Pada masa kolonial Belanda, bangunan landhuis digunakan sebagai rumah tinggal pemilik perkebunan sekaligus tuan tanah (landlord). Saat itu, Gerrit Willem Casimir van Motman, seorang anak dari Jacob Gerrit Theodoor van Motman yang menempati bangunan landhuis ini. Bangunan landhuis di wilayah Darmaga terdiri atas bangunan utama atau induk yang terdapat di bagian depan dan bangunan kecil (beranda) yang terdapat di bagian belakang dan samping. Antara bangunan induk dan bangunan kecil dihubungkan oleh koridor. Atap bangunan induk berbentuk limas ditutup dengan genteng. Masing-masing bangunan terbagi atas beberapa ruang atau kamar. Bangunan induk berfungsi sebagai ruang keluarga, ruang tamu, dan ruang tidur. Bngunan kecil di bagian belakang difungsikan sebagai serambi (beranda), dapur, dan gudang. Sementara itu, bagian depan bangunan (facade) merupakan sebuah pilar dengan bentuk bulat sebanyak 12 buah yang terbagi atas  6 bagian. Masing-masing bagian terdiri dari satu atau dua pasang pilar.

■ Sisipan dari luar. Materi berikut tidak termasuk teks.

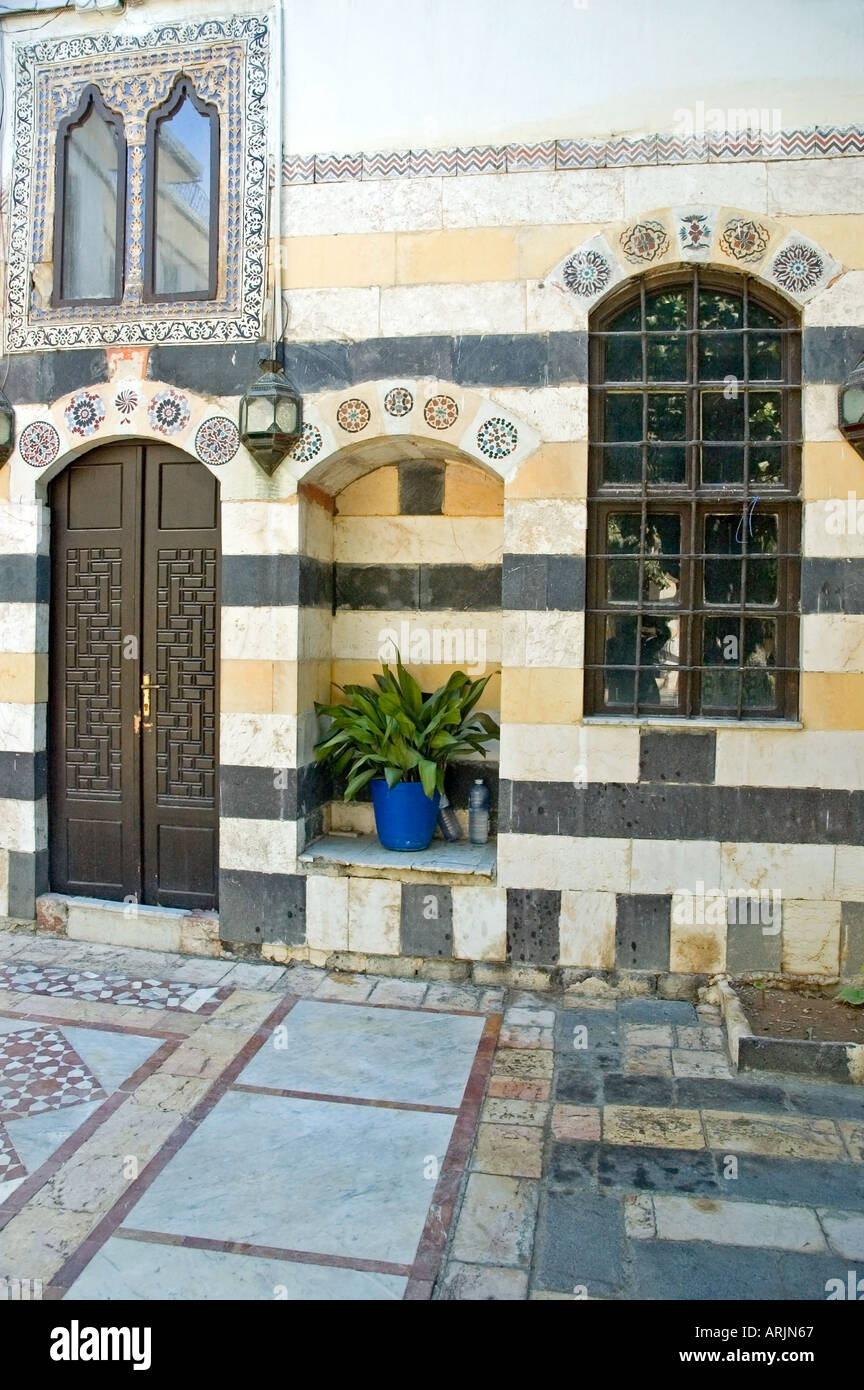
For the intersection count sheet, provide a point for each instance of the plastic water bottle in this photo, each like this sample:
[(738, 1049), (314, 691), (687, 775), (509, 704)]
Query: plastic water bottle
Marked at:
[(478, 813), (447, 820)]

Kemudian pada bagian depan landhuis terdapat sebuah bangunan berupa tugu dengan lonceng yang berada di puncaknya. Pada bagian atas tugu terdapat aksara latin bertuliskan “18 November 1886” dan pada bagian bawah tugu beraksara latin dengan bahasa Indonesia “LONCENG DIBUAT TAHUN 1805, TUGU DIBUAT 1885, DIPUGAR 1980”. Prasasti-prasasti tersebut untuk memperingati pembangunan tugu, peresmian tugu, pembuatan lonceng, dan pemugaran tugu. Berdasarkan angka tahun pembangunan tugu yang dimulai pada tahun 1885 dan diresmikan pada tahun 1886, maka tugu tersebut sezaman dengan tuan tanah Jacob Gerrit Theodoor van Motman yang menjabat sebagai tuan tanah di wilayah Darmaga sejak 1816—1890. Lonceng pada tugu di landhuis wilayah Darmaga dinamakan slavenbel. Nama slavenbel bermakna lonceng penanda bagi paraburuh (pekerja).

Gambar 1.1. Tulisan “LONCENG DIBUAT TAHUN 1805, TUGU DIBUAT 1885, DIPUGAR 1980” yang terletak di bagian bawah tugu.

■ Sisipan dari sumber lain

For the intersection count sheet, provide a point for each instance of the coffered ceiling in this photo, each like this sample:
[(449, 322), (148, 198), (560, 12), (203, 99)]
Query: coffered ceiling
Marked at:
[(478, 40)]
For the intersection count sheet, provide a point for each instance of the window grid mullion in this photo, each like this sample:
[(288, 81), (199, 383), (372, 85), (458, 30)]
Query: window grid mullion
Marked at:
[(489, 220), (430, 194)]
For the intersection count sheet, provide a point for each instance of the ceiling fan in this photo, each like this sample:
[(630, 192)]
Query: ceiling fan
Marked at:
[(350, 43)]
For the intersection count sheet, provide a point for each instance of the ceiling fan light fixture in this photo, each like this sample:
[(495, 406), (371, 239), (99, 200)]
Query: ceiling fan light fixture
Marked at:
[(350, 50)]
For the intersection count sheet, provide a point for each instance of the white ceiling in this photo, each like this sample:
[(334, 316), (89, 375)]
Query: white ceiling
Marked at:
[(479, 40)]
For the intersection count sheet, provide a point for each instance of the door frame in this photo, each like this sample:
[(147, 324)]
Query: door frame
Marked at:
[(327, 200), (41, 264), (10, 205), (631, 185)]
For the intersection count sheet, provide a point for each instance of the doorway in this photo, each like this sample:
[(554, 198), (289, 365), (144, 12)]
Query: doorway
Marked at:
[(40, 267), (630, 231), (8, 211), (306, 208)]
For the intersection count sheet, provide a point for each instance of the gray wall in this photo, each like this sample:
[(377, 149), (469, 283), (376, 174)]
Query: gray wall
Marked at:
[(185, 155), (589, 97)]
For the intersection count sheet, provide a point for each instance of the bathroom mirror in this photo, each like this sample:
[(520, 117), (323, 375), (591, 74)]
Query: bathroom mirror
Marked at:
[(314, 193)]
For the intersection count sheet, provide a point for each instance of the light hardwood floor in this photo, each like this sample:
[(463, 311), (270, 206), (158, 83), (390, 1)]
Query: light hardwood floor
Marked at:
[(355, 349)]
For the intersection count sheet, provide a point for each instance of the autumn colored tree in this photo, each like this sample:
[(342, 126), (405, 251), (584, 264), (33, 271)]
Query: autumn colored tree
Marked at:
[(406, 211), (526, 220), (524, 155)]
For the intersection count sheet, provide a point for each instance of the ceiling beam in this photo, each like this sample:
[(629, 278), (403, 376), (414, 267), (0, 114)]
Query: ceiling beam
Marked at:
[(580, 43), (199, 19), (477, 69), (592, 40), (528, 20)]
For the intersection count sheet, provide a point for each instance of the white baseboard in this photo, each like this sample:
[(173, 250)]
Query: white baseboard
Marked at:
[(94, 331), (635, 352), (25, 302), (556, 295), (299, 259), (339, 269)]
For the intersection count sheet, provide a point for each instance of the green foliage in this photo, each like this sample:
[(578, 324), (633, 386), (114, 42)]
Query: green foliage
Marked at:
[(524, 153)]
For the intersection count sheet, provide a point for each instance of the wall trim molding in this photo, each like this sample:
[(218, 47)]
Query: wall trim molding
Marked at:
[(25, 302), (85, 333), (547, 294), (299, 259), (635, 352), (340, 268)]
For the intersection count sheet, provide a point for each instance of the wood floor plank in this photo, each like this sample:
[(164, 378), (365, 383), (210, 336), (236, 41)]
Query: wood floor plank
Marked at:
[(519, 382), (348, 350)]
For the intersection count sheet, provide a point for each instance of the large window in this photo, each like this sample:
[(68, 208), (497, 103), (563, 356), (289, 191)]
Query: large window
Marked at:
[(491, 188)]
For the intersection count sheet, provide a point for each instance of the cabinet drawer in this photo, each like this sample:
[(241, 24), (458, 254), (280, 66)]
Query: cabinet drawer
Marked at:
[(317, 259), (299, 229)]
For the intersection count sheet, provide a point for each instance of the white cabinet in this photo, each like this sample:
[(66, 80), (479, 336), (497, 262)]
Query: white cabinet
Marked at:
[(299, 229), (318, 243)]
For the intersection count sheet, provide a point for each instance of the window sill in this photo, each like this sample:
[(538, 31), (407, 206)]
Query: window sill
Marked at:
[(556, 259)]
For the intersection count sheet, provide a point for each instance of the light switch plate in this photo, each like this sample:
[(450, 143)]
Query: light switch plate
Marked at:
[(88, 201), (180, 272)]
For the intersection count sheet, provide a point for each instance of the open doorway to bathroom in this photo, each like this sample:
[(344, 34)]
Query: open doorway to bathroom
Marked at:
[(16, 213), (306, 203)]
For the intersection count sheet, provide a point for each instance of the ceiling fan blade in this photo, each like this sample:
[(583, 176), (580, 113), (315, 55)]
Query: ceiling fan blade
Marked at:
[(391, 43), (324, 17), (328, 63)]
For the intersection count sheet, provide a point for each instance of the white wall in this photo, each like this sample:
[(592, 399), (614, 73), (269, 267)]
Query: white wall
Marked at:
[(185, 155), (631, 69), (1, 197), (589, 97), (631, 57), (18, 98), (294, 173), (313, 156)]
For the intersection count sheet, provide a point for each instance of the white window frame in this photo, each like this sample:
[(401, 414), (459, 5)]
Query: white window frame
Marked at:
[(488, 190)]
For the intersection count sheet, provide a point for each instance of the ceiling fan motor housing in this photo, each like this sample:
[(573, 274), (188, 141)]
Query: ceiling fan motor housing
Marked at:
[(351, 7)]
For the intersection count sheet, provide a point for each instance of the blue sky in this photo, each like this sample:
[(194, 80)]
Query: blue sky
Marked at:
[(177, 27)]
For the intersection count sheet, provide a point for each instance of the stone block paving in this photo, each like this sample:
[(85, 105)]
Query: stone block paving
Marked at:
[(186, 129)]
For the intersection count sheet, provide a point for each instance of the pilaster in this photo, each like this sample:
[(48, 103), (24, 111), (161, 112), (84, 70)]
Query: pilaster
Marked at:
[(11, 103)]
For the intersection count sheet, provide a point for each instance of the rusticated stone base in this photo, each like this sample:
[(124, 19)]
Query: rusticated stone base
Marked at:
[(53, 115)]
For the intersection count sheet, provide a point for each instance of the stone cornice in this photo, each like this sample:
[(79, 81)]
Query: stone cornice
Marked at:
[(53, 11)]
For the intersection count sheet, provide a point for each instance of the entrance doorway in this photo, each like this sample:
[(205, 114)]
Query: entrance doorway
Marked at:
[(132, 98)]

Apabila melihat angka tahun pembangunan tugu yang dimulai pada tahun 1885 dan diresmikan pada tahun 1886 tugu tersebut sezaman dengan tuan tanah Jacob Gerrit Theodoor van Motman, yang menjadi tuan tanah di wilayah Darmaga sejak 1816-1890. Keberadaan sebuah lonceng di lingkungan perkebunan tidak lazim. Pada umumya lonceng ditemukan pada benteng misalnya pada Benteng Oranje di Ternate dan di gereja kuna. Lonceng pada tugu di landhuis Bogor tersebut dinamakan dengan slavenbel. Dilihat dari nama slavenbel berrati lonceng penanda bagi paraburuh (pekerja), maka penggunaan tugu dan lonceng tersebut berkaitan dengan para pekerja perkebunan sebagai tanda bagi para pekerja (buruh) untuk mulai dan mengakhiri bekerja di perkebunan.

Gambar 1.2. Tampak depan gedung Landhuis yang kini dimanfaatkan sebagai Museum dan Galeri IPB Future.

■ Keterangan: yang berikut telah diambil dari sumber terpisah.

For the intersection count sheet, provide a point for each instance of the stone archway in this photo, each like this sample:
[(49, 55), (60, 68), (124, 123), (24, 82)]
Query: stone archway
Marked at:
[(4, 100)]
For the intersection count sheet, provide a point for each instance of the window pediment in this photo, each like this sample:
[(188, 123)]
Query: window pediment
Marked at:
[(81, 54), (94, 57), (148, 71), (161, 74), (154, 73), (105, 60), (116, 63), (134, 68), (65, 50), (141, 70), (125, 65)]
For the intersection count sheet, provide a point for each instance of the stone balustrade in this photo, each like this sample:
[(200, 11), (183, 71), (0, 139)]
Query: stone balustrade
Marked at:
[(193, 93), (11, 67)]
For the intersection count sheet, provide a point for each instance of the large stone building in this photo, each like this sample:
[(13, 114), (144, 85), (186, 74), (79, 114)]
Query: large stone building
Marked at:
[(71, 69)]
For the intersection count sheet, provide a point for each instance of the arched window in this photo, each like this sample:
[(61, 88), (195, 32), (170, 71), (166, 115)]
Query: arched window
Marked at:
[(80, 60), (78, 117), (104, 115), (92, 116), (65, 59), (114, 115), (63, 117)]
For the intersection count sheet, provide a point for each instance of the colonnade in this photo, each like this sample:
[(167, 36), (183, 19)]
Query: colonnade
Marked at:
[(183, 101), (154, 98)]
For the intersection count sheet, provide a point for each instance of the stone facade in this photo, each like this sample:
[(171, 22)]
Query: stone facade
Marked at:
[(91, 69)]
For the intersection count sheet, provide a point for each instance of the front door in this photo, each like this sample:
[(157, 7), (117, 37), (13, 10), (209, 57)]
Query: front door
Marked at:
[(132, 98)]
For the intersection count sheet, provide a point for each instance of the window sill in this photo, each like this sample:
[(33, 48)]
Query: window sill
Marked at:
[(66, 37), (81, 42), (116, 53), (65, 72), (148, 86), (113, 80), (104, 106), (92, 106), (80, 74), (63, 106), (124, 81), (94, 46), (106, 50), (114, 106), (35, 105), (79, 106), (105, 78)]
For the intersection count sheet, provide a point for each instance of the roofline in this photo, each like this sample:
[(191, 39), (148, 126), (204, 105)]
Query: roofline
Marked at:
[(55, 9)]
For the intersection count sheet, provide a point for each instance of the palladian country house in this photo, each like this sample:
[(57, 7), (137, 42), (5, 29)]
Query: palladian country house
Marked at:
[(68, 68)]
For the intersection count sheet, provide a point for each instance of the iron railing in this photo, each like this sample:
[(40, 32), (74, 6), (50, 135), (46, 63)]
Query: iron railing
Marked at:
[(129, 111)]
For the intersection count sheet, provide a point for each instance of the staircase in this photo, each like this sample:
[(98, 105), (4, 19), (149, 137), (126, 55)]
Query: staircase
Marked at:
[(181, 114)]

Pada tahun 1958 dilakukan nasionalisasi terhadap bangunan landhuis dan perkebunan karet di Darmaga. Kemudian bangunan landhuis dipugar pada tahun 2000 dan beralih fungsi menjadi Wisma Tamu IPB dan gedung serbaguna sebagai tempat pertemuan. Dua puluh tiga tahun berlalu, kini bangunan landhuis tidak lagi digunakan sebagai wisma tamu melainkan dimanfaatkan sebagai Museum dan Galeri IPB Future. Selaras dengan namanya, museum yang diresmikan pada 12 Januari 2023 ini hadir sebagai visualisasi terhadap narasi sejarah IPB yang terbagi atas tiga periodisasi yakni sejarah masa lalu, masa kini, dan masa depan yang disajikan secara modern dan dinamis.

Daftar Pustaka:

Anonim, “Profil Museum dan Galeri IPB Future”, dalam https://museum.ipb.ac.id/profil/, diakses pada Senin, 15 Januari 2023, pukul 12.09 WIB.

Libra Hari Inagurasi, “Pola Pemukiman Kawasan Perkebunan Karet Masa Hindia Belanda di Bogor”, dalam AMERTA : Jurnal Penelitian dan Pengembangan Arkeologi, Vol. 32, No. 1, 2014, hlm. 51-54.